River Esk angling compromise considered

Generic female salmon
Image caption A compromise deal could now be considered on the River Esk north of the border

An anomaly in cross-border fishing rights which has long angered politicians, anglers and landowners in Scotland may be about to be resolved.

Two anglers recently became the first to be convicted of fishing on the River Esk in Scotland without a rod licence from England's Environment Agency (EA).

It is responsible for the Border Esk in a deal which sees Scots officers patrol the River Tweed south of the border.

However, the EA has now confirmed it is looking to reach a compromise deal.

The EA was granted powers to enforce licensing on the Border Esk catchment under the Salmon and Freshwater Fisheries Act 1975.

But it only began enforcing its right in 2005 on the stated grounds that it wanted to treat all anglers fishing the river on both sides of the border "equitably" and raise money for the regulation of the fishery in Scotland.

That move proved unpopular in Scotland, where all other rivers are subject to a levy placed on fisheries' owners. That levy is paid to the relevant district fisheries boards and normally passed on to anglers as part of a permit charge.

Matters came to a head this month when two anglers from Newcastleton became the first in Scotland to be successfully prosecuted for fishing without an English rod licence.

The pair escaped any punishment at Jedburgh Sheriff Court after Sheriff Kevin Drummond said there was scope to resolve the issue within current legislation without the need to change the law.

On Tuesday, the EA, which has handled 12 Scottish cases since 2005 - nine of which ended in a warning letter, with one case pending - suggested it was prepared to reach a compromise and end the current rod licensing arrangements.

A spokeswoman said: "We can and would issue a general licence to fisheries on the Scottish part of the Esk provided all legal, financial and administrative requirements can be met.

"We are currently exploring the possibility of issuing of a general licence with the fisheries' interests on the Scottish part of the Esk."

The comments were welcomed by David Mundell, Conservative MP for Dumfriesshire, Clydesdale and Tweeddale, who has long campaigned to end the rod licensing anomaly in Scotland.

He said: "I have been so disappointed about the length of time it has taken to get to this point.

"Everyone wants a solution to this but ultimately it lies in the hands of the Environment Agency if they are willing to complete the journey they have started and agree a general licence in terms that are acceptable to fishing interests in Eskdale and Liddesdale."

News of the EA's move is likely to be welcomed by Buccleuch Estates, which holds land rights on the Border Esk.

Speaking before the agency's statement, an estate spokesman said it was hoping for "common sense to prevail".

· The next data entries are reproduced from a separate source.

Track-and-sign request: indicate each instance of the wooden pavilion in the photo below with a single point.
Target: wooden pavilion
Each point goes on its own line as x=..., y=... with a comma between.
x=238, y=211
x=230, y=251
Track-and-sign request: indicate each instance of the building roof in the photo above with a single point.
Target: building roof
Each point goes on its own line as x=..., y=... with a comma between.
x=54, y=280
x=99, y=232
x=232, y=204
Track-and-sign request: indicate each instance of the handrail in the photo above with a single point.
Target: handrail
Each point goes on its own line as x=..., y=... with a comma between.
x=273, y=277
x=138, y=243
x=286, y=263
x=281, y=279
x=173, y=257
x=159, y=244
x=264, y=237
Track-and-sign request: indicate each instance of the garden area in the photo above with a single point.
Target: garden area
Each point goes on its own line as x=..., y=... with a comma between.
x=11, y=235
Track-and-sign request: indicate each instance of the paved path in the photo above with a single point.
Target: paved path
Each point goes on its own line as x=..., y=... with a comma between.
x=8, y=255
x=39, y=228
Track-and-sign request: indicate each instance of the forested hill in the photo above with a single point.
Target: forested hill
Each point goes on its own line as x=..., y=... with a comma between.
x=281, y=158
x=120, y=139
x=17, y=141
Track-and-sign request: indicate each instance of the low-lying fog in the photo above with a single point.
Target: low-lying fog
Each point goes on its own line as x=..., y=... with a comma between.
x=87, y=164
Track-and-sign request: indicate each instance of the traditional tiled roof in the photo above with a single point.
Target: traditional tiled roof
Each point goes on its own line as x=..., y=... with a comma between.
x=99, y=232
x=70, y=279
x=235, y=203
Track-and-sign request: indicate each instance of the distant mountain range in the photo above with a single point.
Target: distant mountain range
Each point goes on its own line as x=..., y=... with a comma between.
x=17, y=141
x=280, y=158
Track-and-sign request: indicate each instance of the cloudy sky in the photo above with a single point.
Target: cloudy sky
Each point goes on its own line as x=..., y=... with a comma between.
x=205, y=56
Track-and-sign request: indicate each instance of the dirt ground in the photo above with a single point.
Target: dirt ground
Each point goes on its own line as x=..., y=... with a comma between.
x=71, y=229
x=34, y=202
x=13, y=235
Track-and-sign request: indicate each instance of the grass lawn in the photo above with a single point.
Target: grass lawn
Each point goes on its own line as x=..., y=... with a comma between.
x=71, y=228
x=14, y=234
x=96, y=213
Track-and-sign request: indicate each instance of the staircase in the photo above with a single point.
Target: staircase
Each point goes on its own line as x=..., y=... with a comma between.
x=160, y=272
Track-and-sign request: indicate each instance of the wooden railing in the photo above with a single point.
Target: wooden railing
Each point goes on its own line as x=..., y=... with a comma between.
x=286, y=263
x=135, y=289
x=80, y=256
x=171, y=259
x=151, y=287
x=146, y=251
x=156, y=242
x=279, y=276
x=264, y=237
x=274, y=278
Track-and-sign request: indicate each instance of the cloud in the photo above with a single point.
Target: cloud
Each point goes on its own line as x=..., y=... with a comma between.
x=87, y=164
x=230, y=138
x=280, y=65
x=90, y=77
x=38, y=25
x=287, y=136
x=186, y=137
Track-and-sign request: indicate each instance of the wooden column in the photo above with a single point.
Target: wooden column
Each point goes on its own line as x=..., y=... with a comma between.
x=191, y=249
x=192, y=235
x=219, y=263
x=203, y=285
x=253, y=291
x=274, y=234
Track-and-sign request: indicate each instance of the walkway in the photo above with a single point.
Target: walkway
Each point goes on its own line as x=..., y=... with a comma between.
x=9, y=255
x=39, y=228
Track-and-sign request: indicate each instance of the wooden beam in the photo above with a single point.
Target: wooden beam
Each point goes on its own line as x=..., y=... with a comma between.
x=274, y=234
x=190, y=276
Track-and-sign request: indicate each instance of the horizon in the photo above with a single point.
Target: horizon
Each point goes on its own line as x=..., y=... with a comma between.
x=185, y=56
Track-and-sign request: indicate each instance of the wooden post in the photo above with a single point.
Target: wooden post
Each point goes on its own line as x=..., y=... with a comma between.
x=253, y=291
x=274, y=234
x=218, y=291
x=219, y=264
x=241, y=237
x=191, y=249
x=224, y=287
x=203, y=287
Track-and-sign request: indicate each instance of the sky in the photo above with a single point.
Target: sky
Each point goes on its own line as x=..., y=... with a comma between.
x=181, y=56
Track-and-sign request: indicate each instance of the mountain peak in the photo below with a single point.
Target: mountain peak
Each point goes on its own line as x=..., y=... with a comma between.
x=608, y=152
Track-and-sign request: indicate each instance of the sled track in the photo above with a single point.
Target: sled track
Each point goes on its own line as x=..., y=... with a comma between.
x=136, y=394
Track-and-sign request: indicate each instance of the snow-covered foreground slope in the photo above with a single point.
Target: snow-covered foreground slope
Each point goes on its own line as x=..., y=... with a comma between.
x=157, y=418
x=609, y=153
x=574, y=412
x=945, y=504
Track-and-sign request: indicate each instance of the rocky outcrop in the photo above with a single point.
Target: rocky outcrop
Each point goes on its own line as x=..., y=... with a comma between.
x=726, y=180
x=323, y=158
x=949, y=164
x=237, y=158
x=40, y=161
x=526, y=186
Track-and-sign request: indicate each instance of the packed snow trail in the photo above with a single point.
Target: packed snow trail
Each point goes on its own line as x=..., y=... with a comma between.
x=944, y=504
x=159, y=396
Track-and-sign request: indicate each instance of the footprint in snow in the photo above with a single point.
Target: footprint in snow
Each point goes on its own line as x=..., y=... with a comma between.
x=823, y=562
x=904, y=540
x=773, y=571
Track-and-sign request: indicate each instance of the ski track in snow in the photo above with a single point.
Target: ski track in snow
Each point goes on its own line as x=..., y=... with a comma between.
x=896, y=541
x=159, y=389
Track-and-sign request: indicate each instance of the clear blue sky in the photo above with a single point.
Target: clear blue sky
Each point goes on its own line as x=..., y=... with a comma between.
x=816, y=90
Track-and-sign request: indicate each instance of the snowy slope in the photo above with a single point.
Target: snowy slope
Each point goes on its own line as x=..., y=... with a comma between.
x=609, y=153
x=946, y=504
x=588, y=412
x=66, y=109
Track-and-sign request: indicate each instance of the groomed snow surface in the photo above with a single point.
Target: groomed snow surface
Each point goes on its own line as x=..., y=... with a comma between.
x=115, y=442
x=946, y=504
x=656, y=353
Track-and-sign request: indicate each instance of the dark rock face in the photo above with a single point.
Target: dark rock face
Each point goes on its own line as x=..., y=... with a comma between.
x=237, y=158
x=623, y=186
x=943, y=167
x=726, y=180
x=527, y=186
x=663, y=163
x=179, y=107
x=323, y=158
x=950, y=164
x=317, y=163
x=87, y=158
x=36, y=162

He said that since the EA had started enforcing the use of licences people had stopped fishing and that had had a "detrimental effect on local businesses".

'UK matter'

The Association of Salmon Fishery Boards said that due to the "contentious nature" of rod licences many Scots anglers would have felt sympathy for the two men who were prosecuted.

However, it stressed that the law as it stood was quite clear but suggested the Scottish government should enter into a discussion about the case and its implications.

The Scottish government said it supported a catchment-wide approach to the management of salmon and freshwater fisheries in consultation with owners of fishing rights and all interested parties.

"Change to the Environment Act 1995 and the Salmon and Freshwater Fisheries Act 1975 applying to the Border Esk would be a matter for the UK Parliament," a spokesman added.